Wish you were at the Excellence in Healthcare Conference? So do we! But, since you’re not, here’s a taste of what you’re missing on healthcare experience.

M. Bridget Duffy, M.D., Chief Medical Officer of Vocera Communications, Inc., presented, “Optimizing the Healthcare Experience” on Thursday morning. What did attendees learn? Here are some high-level topics to think about.

  1. It’s time to institute The Quadruple Aim by restoring joy to the practice of medicine.
  2. “The lean-ification” and now “app-ification” of healthcare are exhausting physicians and nurses.
  3. Optimizing efficiency and restoring empathy are key to improving the patient experience.
  4. Meaningless paperwork and the transition to electronic medical records (EMR) are suppressing patients’ stories and     creating physician burnout.
  5. The First Impression Matters. Don’t ask about co-pays and living wills before asking about your patients’ greatest fears and  concerns during the check-in process.
  6. You’re on your way to being successful as a leader if everyone in your organization treats patients as if they’re loved ones.
  7. Safety is expected. Map the gaps of the human experience with efficiency plus empathy to truly differentiate your organization.
  8. Excellence in care impacts the human experience by improving loyalty and growth.
  9. Create a culture of healing and compassion.
  10. Patients want a seamless experience of care from first impression to last.
  11. We need to change our thinking about where we drive innovation. Simplify healthcare for everyone.
  12. Communication is the number one thing broken.
  13. Focus on the culture and improving communication and the other things will follow.

Dr. Duffy closed the session with 10 Ways to Improve the Healthcare Experience:

  1. See people as human beings, not as diseases.
  2. Give Informed Hope to patients. What are your goals? What are your fears and/or concerns? What support do you need? What can we do to reassure you about the things you are concerned with?
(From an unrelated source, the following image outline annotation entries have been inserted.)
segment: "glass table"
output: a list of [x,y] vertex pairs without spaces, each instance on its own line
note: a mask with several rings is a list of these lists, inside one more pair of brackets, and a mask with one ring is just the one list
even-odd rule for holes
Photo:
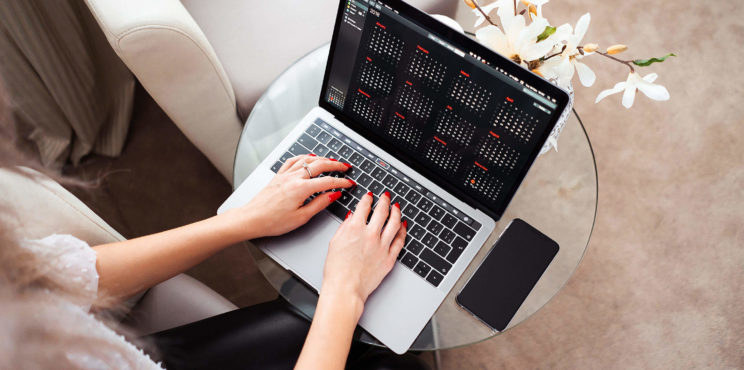
[[[282,138],[318,104],[329,45],[299,59],[261,96],[248,117],[235,154],[237,187]],[[574,111],[558,141],[559,150],[537,158],[488,241],[472,261],[411,350],[465,346],[499,332],[483,325],[455,302],[455,296],[490,246],[514,218],[533,225],[560,245],[558,255],[530,292],[506,330],[533,315],[558,293],[581,262],[597,211],[597,171],[586,131]],[[268,258],[250,242],[251,255],[269,283],[293,306],[312,317],[316,293]],[[363,330],[355,338],[379,344]]]

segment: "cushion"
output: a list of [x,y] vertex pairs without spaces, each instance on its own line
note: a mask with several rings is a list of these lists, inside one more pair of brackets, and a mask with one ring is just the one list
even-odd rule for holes
[[[294,61],[330,41],[338,0],[183,0],[204,31],[235,90],[245,120],[266,87]],[[452,16],[454,0],[413,0]]]

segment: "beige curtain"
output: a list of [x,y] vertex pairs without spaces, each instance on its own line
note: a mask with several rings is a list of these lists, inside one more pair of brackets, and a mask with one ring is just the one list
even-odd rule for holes
[[45,166],[121,153],[134,78],[82,0],[0,0],[0,77]]

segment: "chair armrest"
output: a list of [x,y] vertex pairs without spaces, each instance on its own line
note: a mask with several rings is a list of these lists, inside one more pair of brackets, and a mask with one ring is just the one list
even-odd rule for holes
[[232,182],[242,129],[235,94],[178,0],[86,0],[116,54],[186,137]]

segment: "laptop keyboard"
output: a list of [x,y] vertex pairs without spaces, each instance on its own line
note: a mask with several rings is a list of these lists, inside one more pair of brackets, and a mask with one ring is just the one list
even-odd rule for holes
[[355,188],[344,191],[341,198],[327,209],[341,220],[348,211],[356,209],[357,203],[368,191],[376,196],[390,192],[391,204],[398,202],[403,219],[408,221],[408,234],[398,261],[434,286],[439,286],[481,228],[481,224],[472,217],[443,201],[320,118],[271,166],[271,170],[276,173],[287,159],[310,153],[353,165],[344,173],[320,175],[348,177],[357,183]]

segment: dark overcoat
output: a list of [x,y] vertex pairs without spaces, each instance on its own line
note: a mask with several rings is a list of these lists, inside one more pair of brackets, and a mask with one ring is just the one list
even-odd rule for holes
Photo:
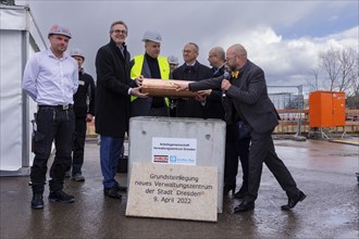
[[96,55],[96,133],[123,138],[129,120],[129,53],[111,39]]

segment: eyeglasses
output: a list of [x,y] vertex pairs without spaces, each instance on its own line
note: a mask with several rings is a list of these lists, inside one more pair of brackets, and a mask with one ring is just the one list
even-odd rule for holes
[[183,50],[183,53],[191,53],[191,50]]
[[127,34],[127,30],[115,29],[115,30],[111,30],[111,33],[115,33],[115,34]]
[[225,61],[228,62],[228,61],[231,61],[232,59],[235,59],[235,58],[237,58],[237,56],[238,56],[238,55],[234,55],[233,58],[226,58]]

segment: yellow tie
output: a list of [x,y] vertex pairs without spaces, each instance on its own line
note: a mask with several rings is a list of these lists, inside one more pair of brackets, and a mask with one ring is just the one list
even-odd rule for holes
[[233,72],[232,72],[232,77],[233,77],[233,78],[237,78],[238,75],[239,75],[239,71],[233,71]]

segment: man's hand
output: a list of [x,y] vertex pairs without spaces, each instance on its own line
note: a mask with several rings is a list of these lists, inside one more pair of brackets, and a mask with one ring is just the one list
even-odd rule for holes
[[137,86],[143,86],[144,76],[143,75],[138,76],[138,78],[135,78],[135,81]]
[[227,79],[223,79],[222,80],[222,85],[221,85],[221,89],[223,91],[227,91],[230,89],[230,87],[232,86],[232,84],[230,83],[230,80]]
[[174,85],[176,86],[176,91],[188,90],[188,84],[189,83],[174,83]]
[[148,93],[141,93],[140,92],[140,88],[141,87],[136,87],[136,88],[131,88],[131,95],[132,96],[135,96],[135,97],[139,97],[139,98],[147,98],[148,96]]
[[211,95],[212,89],[198,90],[197,92],[198,92],[198,95],[200,95],[201,97],[208,97],[209,95]]

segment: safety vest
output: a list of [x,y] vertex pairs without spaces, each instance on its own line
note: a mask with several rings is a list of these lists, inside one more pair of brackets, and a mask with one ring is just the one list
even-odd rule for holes
[[[143,73],[143,66],[144,66],[145,55],[136,55],[134,56],[134,66],[131,68],[131,78],[134,80]],[[168,59],[164,56],[158,56],[157,61],[160,66],[160,73],[161,73],[161,79],[169,80],[170,79],[170,64],[168,62]],[[136,100],[137,97],[131,96],[131,102]],[[165,105],[170,105],[169,98],[164,98]]]

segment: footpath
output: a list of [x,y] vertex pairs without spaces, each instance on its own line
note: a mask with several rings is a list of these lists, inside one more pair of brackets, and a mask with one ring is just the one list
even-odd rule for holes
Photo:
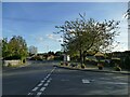
[[55,65],[54,67],[70,69],[70,70],[130,74],[130,71],[127,71],[125,69],[122,69],[121,71],[115,71],[114,68],[109,68],[109,67],[104,67],[102,70],[99,70],[98,66],[94,66],[94,65],[87,65],[87,67],[84,69],[76,68],[76,67],[73,68],[73,67],[69,67],[69,66],[61,66],[61,65]]

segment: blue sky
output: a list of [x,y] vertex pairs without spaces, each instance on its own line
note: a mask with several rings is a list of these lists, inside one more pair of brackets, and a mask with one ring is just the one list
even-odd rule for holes
[[122,17],[128,9],[127,2],[3,2],[2,36],[22,36],[28,46],[35,45],[38,52],[60,51],[62,40],[55,26],[86,13],[96,20],[120,20],[120,42],[114,51],[128,50],[127,19]]

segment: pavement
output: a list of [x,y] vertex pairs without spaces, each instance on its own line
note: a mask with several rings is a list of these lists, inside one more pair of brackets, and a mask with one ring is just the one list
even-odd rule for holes
[[104,67],[103,70],[99,70],[98,66],[94,65],[87,65],[84,69],[81,68],[73,68],[69,66],[61,66],[55,65],[58,68],[72,69],[72,70],[81,70],[81,71],[94,71],[94,72],[108,72],[108,73],[121,73],[121,74],[130,74],[130,71],[122,69],[121,71],[115,71],[113,68]]

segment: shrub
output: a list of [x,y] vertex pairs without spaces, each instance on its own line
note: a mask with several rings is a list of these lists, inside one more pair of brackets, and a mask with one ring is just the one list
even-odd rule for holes
[[121,68],[119,66],[114,67],[116,71],[121,71]]
[[63,66],[64,65],[64,63],[63,61],[61,61],[61,64],[60,64],[61,66]]
[[82,69],[84,69],[84,68],[86,68],[86,65],[84,65],[84,64],[82,64],[82,65],[81,65],[81,68],[82,68]]

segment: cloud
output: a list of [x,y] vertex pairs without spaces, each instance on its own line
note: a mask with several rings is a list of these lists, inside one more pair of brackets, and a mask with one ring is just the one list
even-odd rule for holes
[[53,41],[63,42],[63,38],[61,38],[58,34],[47,34],[47,37]]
  3. Address the emotional and spiritual needs of patients and families by introducing “Code Lavender” as a standard procedure. Code Lavender is a rapid-response team that resuscitates the emotional, physical and spiritual needs of your team and patients.  Create a healing services team made up not only of chaplain services, but also of physicians, nurses, and staff from integrative medicine, palliative care, dietary and environmental services to deploy these services.
  4. Create Sacred Moments every time you touch a patient. Improve fractured relationships between doctors and nurses. Improve broken communication and processes. Use your data to get to the root cause and then hardwire improvement processes.
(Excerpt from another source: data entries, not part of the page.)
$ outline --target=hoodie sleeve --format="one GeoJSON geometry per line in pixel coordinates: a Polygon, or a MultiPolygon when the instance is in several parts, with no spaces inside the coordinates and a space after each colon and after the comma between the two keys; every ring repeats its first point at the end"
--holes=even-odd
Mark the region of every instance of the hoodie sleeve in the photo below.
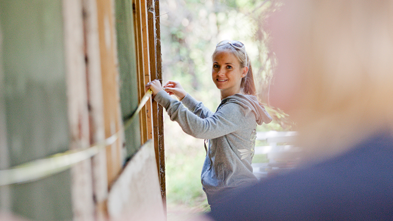
{"type": "Polygon", "coordinates": [[[202,102],[197,101],[188,93],[183,98],[181,102],[191,112],[202,118],[206,118],[214,114],[214,112],[203,106],[202,102]]]}
{"type": "MultiPolygon", "coordinates": [[[[165,91],[157,93],[154,100],[165,108],[171,120],[176,121],[184,132],[198,138],[213,139],[239,130],[246,123],[246,115],[250,113],[249,109],[229,102],[213,114],[202,118],[165,91]]],[[[255,122],[254,114],[252,115],[255,122]]]]}

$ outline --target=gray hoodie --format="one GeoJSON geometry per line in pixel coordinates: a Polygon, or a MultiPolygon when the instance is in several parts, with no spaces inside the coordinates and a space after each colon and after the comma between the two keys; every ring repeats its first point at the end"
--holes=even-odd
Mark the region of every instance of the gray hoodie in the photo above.
{"type": "Polygon", "coordinates": [[[188,94],[180,102],[163,90],[154,100],[184,132],[209,139],[201,180],[210,205],[221,201],[223,193],[257,182],[251,166],[256,126],[270,123],[271,117],[256,97],[230,96],[222,99],[216,112],[188,94]]]}

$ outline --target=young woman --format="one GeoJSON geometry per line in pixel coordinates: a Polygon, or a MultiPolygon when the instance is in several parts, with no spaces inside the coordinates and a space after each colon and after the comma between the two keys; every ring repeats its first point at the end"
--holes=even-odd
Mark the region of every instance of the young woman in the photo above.
{"type": "Polygon", "coordinates": [[[212,77],[221,92],[221,104],[215,112],[194,99],[177,82],[168,81],[164,89],[156,80],[146,89],[153,91],[154,100],[186,133],[208,139],[201,179],[213,209],[236,189],[257,182],[251,166],[257,124],[270,123],[271,118],[255,96],[252,70],[243,43],[225,40],[217,44],[212,77]]]}

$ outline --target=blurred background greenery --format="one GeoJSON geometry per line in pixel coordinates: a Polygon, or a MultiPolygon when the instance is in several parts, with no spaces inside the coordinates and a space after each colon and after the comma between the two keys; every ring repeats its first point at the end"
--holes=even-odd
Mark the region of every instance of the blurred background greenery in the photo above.
{"type": "MultiPolygon", "coordinates": [[[[214,111],[221,99],[211,79],[212,54],[221,41],[240,41],[250,58],[258,99],[274,119],[258,130],[290,130],[293,125],[288,115],[269,106],[276,62],[269,49],[270,37],[264,27],[266,18],[280,5],[277,0],[160,0],[163,81],[179,81],[214,111]]],[[[203,140],[186,134],[166,113],[164,134],[168,208],[206,211],[208,206],[200,177],[206,154],[203,140]]]]}

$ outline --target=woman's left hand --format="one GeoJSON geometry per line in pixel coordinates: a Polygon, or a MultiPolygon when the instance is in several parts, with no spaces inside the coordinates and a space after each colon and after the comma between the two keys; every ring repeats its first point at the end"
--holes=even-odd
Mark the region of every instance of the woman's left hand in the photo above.
{"type": "Polygon", "coordinates": [[[160,82],[160,81],[158,80],[154,80],[148,83],[145,86],[145,88],[146,89],[146,91],[149,89],[151,90],[151,91],[153,92],[153,97],[155,96],[155,95],[157,94],[159,92],[164,90],[164,88],[162,87],[161,83],[160,82]]]}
  5. Design a culture of compassion. We work in a field of human-to-human interaction. Training each other to connect and communicate more effectively impacts quality, safety and teamwork.
  6. Restore the patient narrative. We need to figure out how to listen to or hear the patient’s voice. We need to hear what matters most to the patient. We also need to hear from each member of the team caring for the patient. Patients are equal partners. Put them in the trenches and let them tell you where things are broken.
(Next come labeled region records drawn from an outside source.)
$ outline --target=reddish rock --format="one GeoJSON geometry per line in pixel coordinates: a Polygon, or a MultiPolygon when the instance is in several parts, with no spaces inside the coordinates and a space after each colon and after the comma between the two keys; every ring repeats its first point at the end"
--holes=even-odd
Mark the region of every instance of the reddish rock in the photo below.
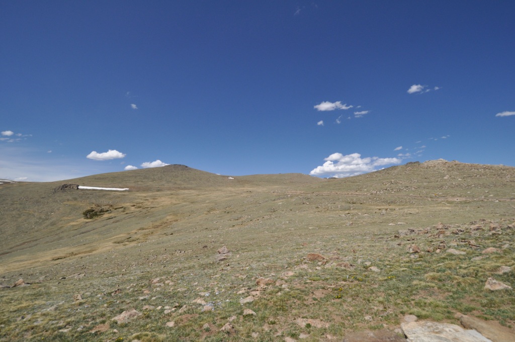
{"type": "Polygon", "coordinates": [[[115,320],[118,322],[118,324],[121,323],[127,323],[129,321],[133,319],[138,316],[141,315],[141,314],[136,311],[135,309],[132,309],[132,310],[124,311],[121,314],[118,316],[112,318],[112,320],[115,320]]]}
{"type": "Polygon", "coordinates": [[[506,285],[504,283],[495,280],[493,278],[489,278],[485,284],[485,289],[491,291],[496,291],[497,290],[513,289],[511,286],[506,285]]]}
{"type": "Polygon", "coordinates": [[[325,256],[318,253],[310,253],[307,258],[310,261],[322,261],[325,260],[325,256]]]}

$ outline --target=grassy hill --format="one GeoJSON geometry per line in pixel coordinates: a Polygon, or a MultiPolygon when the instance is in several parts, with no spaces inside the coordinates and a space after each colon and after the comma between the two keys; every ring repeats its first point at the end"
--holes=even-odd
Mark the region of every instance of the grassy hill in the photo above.
{"type": "Polygon", "coordinates": [[[496,273],[515,265],[513,167],[321,179],[169,165],[4,183],[0,217],[0,284],[31,283],[0,288],[0,340],[341,340],[458,312],[515,326],[512,291],[483,288],[515,285],[496,273]]]}

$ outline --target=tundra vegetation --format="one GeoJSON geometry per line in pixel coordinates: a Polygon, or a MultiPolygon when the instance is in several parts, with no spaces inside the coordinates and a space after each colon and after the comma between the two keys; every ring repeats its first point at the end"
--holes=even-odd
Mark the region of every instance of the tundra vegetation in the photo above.
{"type": "Polygon", "coordinates": [[[485,288],[515,286],[513,167],[169,165],[4,183],[0,217],[1,341],[341,340],[457,313],[515,327],[513,290],[485,288]]]}

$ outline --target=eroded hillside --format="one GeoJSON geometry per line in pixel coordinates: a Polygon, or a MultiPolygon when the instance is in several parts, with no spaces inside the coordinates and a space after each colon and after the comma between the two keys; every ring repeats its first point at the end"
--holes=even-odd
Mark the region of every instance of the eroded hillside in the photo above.
{"type": "Polygon", "coordinates": [[[130,190],[0,187],[0,283],[31,283],[0,290],[3,340],[329,340],[406,314],[515,323],[513,293],[484,289],[515,285],[513,167],[320,179],[170,165],[66,182],[130,190]]]}

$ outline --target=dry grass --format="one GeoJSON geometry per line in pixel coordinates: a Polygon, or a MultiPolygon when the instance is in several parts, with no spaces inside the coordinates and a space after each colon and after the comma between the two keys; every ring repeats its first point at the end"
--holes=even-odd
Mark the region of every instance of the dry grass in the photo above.
{"type": "Polygon", "coordinates": [[[173,165],[68,182],[126,193],[3,185],[0,283],[31,284],[0,289],[0,340],[341,339],[393,329],[406,314],[453,321],[457,312],[515,324],[512,292],[483,289],[492,276],[515,285],[513,272],[495,274],[515,265],[513,168],[234,178],[173,165]],[[107,205],[102,216],[82,215],[107,205]],[[231,254],[217,261],[222,246],[231,254]],[[500,251],[482,253],[489,247],[500,251]],[[273,281],[260,287],[260,278],[273,281]],[[112,320],[132,309],[142,315],[112,320]],[[220,331],[232,316],[234,331],[220,331]]]}

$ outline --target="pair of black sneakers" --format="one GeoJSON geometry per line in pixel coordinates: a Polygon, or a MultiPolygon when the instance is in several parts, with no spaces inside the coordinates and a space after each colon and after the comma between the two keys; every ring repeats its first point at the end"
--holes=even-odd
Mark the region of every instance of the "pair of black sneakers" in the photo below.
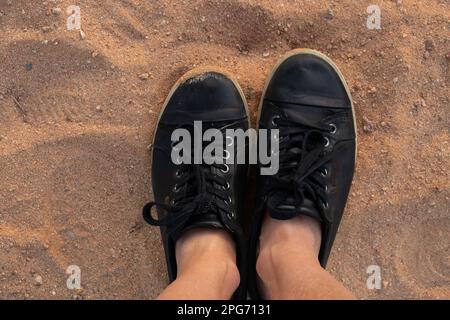
{"type": "Polygon", "coordinates": [[[194,121],[202,121],[203,131],[245,131],[250,127],[247,109],[238,83],[215,69],[191,71],[175,84],[156,126],[155,202],[144,207],[144,218],[161,227],[170,281],[177,277],[175,243],[184,232],[199,227],[230,232],[241,275],[233,297],[244,299],[249,293],[259,299],[256,259],[266,212],[274,219],[298,215],[317,219],[322,226],[318,259],[325,267],[353,178],[356,125],[349,89],[329,58],[298,49],[278,62],[262,94],[258,128],[278,129],[279,168],[274,175],[258,171],[247,236],[243,230],[248,220],[244,212],[248,164],[180,164],[172,161],[177,144],[171,140],[175,129],[192,132],[194,121]],[[151,214],[153,207],[158,218],[151,214]]]}

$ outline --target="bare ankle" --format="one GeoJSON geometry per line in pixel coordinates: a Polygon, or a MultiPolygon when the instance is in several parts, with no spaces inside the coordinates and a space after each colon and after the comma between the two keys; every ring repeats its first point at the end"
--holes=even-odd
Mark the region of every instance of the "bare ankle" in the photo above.
{"type": "Polygon", "coordinates": [[[176,256],[178,277],[208,279],[214,284],[211,289],[215,287],[221,292],[234,292],[239,286],[235,244],[223,230],[187,232],[177,241],[176,256]]]}

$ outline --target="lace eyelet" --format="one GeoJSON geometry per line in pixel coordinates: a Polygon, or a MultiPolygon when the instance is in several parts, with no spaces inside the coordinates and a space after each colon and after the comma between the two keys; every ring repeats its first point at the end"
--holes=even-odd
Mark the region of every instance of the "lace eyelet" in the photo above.
{"type": "Polygon", "coordinates": [[[330,123],[330,134],[335,134],[337,131],[337,127],[334,123],[330,123]]]}
{"type": "Polygon", "coordinates": [[[280,141],[280,136],[279,136],[279,134],[278,134],[278,133],[275,133],[275,134],[273,135],[273,139],[274,139],[275,141],[280,141]]]}
{"type": "Polygon", "coordinates": [[[181,160],[181,158],[177,157],[177,159],[175,160],[175,165],[179,166],[179,165],[182,165],[182,164],[183,164],[183,161],[181,160]]]}
{"type": "Polygon", "coordinates": [[[232,204],[233,203],[233,200],[231,200],[231,197],[230,196],[228,196],[228,199],[227,200],[223,200],[226,204],[228,204],[228,205],[230,205],[230,204],[232,204]]]}
{"type": "Polygon", "coordinates": [[[274,127],[278,127],[278,124],[275,122],[275,120],[277,120],[277,119],[280,119],[280,116],[274,116],[274,117],[272,118],[272,125],[273,125],[274,127]]]}
{"type": "Polygon", "coordinates": [[[220,169],[220,171],[222,171],[223,173],[230,172],[230,167],[227,164],[225,164],[224,166],[225,166],[225,169],[220,169]]]}
{"type": "Polygon", "coordinates": [[[184,172],[182,170],[177,170],[175,171],[175,177],[179,178],[184,174],[184,172]]]}
{"type": "Polygon", "coordinates": [[[226,140],[228,141],[230,141],[230,143],[227,143],[227,147],[231,147],[233,144],[234,144],[234,140],[233,140],[233,137],[230,137],[230,136],[227,136],[226,137],[226,140]]]}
  7. Deploy technologies that enable healing. There are human-centered technologies that simplify and speed up care. Amp up team communication to help nurses spend more quality time at the patient bedside.
  8. Ask patients how they want information. Provide easy-to-understand status updates and test results and clearly explain the process they are going through. Medical professionals should never communicate a diagnosis of cancer while patients are driving alone in their cars, for example. Ask up front whom they want with them when their results are in, and find out when and how they want to hear their results.
  9. Address the well-being of caregivers. Nurses, physicians and other members of the care team must be taken care of so they can take care of patients.
  10. Know what industry you are in. Human-to-Human. H2H.